Skull of the elasmosaur Tuarangisaurus keyesi, a long-necked marine reptile about eight metres long that lived about 80 million years ago, at the same time as the dinosaurs. This specimen comes from the ranges of inland Hawkes Bay. Specimen from the National Paleontological Collections, GNS Science. Photo: Marianna Terezow.
Fossil tooth of the extinct “megatooth shark”. Carcharodon megalodon (left) and, for comparison, a tooth from the living great white shark (right). The megatooth shark was perhaps 25 times the weight of the great white shark. This fossil is between 5 and 10 million years old and is from the Westport area. Specimen from the National Paleontological Collections, GNS Science, Lower Hutt. Photo: Marianna Terezow.
Cross-sections of 10 million-year-old fossil clams in the worn surface of a boulder, Putangirua Stream, Wairarapa; the field of view is about 50 cm wide. Photo: James Crampton.
A fossil shellbed in the White Rock River, Canterbury. The layer is full of fossil marine snails and clams that are about 18 million years old; they lived at a time when the world was much warmer than today.
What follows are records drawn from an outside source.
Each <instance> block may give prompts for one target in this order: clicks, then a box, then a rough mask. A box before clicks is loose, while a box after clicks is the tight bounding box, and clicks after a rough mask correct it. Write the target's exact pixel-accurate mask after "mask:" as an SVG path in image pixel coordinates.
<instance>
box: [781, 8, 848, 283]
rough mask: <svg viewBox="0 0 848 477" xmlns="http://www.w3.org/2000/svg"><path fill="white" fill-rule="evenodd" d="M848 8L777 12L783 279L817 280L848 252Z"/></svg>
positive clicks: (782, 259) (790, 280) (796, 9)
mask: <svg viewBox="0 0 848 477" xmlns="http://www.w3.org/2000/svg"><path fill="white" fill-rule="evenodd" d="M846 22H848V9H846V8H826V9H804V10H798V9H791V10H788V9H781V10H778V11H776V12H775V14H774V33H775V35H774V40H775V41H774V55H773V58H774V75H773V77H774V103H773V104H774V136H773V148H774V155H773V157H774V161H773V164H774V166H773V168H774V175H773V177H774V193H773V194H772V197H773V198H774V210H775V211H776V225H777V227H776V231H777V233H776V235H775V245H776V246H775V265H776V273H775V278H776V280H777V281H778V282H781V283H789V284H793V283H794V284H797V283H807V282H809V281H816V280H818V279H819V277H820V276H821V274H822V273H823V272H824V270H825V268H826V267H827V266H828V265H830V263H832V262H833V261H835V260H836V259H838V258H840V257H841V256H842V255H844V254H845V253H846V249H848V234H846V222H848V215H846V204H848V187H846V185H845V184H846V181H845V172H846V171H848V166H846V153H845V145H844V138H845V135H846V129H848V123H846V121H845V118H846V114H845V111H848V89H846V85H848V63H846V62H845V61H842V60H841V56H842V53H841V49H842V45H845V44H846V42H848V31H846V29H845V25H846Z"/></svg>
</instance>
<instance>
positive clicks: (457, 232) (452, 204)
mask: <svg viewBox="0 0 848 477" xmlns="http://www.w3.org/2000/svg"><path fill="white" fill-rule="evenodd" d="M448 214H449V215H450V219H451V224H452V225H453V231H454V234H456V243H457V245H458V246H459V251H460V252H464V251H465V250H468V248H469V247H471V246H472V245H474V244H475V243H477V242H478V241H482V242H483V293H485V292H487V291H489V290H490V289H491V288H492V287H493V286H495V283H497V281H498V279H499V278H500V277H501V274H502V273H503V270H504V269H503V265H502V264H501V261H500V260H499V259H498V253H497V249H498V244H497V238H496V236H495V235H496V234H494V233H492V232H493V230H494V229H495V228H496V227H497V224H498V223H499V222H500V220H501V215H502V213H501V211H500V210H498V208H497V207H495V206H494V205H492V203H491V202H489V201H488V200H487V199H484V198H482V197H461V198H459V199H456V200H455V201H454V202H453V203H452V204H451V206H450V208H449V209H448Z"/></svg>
Photo: James Crampton.
200 million-year-old scallop-like clam from the coast of Southland. This animal lived in shallow seas on the coast of the ancient supercontinent Gondwana, long before the sliver that is now New Zealand separated off and drifted into the South Pacific. Credit: specimen in the National Paleontological Collections, GNS Science, Lower Hutt. Photo James Crampton.